Inizio anno deludente per la Sampdoria, la panchina di Angelo Gregucci e Salvatore Foti per ora non è a rischio ma ci si attende subito un’inversione di rotta
Un punto in due partite nel 2026 per la Sampdoria. Che significano 13 punti in 12 gare da quando Angelo Gregucci e Salvatore Foti si sono seduti sulla panchina blucerchiata da metà ottobre in avanti. Nel giro di tre mesi hanno ottenuto 3 vittorie, 4 pareggi e 5 sconfitte, con una media di 1,08 punti a partita. Significherebbe ottenere altri 19 punti di questo passo, per arrivare a quota 37 che potrebbe non garantire la salvezza.

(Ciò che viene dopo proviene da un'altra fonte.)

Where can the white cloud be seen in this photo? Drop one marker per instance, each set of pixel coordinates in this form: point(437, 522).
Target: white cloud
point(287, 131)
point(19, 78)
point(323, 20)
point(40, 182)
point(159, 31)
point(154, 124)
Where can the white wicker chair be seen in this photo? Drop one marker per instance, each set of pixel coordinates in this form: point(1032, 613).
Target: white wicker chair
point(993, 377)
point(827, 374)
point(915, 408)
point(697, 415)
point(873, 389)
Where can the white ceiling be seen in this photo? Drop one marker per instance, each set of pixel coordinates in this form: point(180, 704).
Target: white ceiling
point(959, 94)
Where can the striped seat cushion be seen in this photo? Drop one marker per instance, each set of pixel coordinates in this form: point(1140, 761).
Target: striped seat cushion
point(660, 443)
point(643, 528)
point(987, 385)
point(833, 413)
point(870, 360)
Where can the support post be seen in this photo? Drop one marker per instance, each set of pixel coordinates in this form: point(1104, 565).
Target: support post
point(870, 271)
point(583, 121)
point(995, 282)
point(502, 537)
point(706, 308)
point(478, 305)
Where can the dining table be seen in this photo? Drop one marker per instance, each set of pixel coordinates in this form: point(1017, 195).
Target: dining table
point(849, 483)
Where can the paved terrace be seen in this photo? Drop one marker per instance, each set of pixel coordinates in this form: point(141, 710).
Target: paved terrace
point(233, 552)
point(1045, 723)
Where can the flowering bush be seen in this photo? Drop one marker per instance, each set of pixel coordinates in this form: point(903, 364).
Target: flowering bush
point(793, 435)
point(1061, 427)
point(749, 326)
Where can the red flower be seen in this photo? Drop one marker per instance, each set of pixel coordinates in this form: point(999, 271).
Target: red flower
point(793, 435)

Ecco perché è necessario da subito un cambio di rotta. A partire dal Catanzaro e dal delicato derby ligure contro lo Spezia al Luigi Ferraris. Queste le due partite che attendono Gregucci e Foti da ora in avanti fino alla fine del calciomercato, poi dopo non ci saranno più possibilità di aggiustare in corsa puntellando la squadra. E si andrà avanti così fino alla fine. Ecco perché la svolta deve arrivare già ora per i due tecnici, che ad ora non rischiano l’esonero ma servono risposte subito.

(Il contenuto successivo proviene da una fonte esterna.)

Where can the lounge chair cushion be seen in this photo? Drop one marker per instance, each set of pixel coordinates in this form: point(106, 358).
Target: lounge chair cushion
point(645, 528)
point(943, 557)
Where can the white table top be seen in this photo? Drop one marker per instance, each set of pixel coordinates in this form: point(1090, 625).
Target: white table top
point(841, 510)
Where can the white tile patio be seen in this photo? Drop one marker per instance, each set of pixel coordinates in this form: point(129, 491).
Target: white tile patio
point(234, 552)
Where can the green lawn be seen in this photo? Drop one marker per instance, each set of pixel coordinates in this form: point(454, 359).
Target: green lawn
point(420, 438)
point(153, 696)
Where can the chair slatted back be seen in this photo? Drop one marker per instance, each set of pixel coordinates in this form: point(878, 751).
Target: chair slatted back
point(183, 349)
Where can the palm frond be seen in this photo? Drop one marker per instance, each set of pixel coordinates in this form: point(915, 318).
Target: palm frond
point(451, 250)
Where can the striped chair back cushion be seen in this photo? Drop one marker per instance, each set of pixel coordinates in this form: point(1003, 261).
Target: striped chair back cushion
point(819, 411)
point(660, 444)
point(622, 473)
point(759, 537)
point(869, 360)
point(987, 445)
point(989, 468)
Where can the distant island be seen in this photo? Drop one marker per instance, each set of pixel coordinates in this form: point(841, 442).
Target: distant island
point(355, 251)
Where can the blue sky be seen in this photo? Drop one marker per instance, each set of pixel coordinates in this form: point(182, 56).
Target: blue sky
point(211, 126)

Panchina Sampdoria, Gregucci e Foti per ora non sono a rischio

Panchina Sampdoria, La Repubblica: per ora niente esonero, Angelo Gregucci e Salvatore Foti chiamati alla svolta
Come riporta l’edizione genovese di Repubblica, Gregucci e Foti restano in panchina anche per non attuare un’ulteriore rivoluzione che potrebbe portare altra confusione all’interno dello spogliatoio, cambiando strategie, visioni e modo di giocare. Chiaramente però il duo tecnico è chiamato, insieme alla squadra, a invertire subito la rotta, ritornando alla vittoria o trovando magari la prima in trasferta a Catanzaro, dopo un anno e tre mesi dall’ultima.

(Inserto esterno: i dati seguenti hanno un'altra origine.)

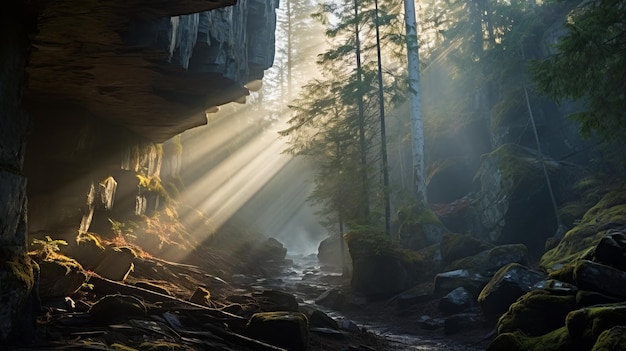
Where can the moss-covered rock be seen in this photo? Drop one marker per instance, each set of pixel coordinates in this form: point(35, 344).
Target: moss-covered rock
point(17, 280)
point(419, 227)
point(284, 329)
point(564, 274)
point(608, 213)
point(537, 313)
point(512, 204)
point(489, 261)
point(275, 301)
point(594, 276)
point(381, 268)
point(457, 246)
point(588, 323)
point(611, 339)
point(117, 307)
point(507, 285)
point(557, 340)
point(60, 276)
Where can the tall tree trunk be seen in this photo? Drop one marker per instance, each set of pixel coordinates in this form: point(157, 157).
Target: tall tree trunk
point(361, 109)
point(383, 133)
point(417, 125)
point(289, 51)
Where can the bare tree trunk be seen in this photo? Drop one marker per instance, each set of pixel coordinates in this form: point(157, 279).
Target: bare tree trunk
point(362, 141)
point(383, 133)
point(417, 125)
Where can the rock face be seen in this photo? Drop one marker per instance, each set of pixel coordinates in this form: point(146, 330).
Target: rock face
point(513, 205)
point(16, 272)
point(104, 77)
point(152, 69)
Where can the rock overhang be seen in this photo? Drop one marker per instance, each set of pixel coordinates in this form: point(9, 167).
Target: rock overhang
point(153, 68)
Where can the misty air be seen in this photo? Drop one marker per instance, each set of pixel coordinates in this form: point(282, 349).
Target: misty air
point(317, 175)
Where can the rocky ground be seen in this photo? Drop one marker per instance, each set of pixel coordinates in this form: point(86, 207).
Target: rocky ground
point(206, 303)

Serve migliorare nel gioco e nell’atteggiamento dei calciatori in campo, serve smettere di subire goal evitabili, servono umiltà e consapevolezza. Tutte cose che ha sottolineato Gregucci stesso nella conferenza stampa post partita di Sampdoria-Virtus Entella. Dove ha anche demandato ad altri la risposta alla domanda se lui si senta a rischio esonero. Al momento la risposta è no. Ma bisogna rimettersi in carreggiata il prima possibile.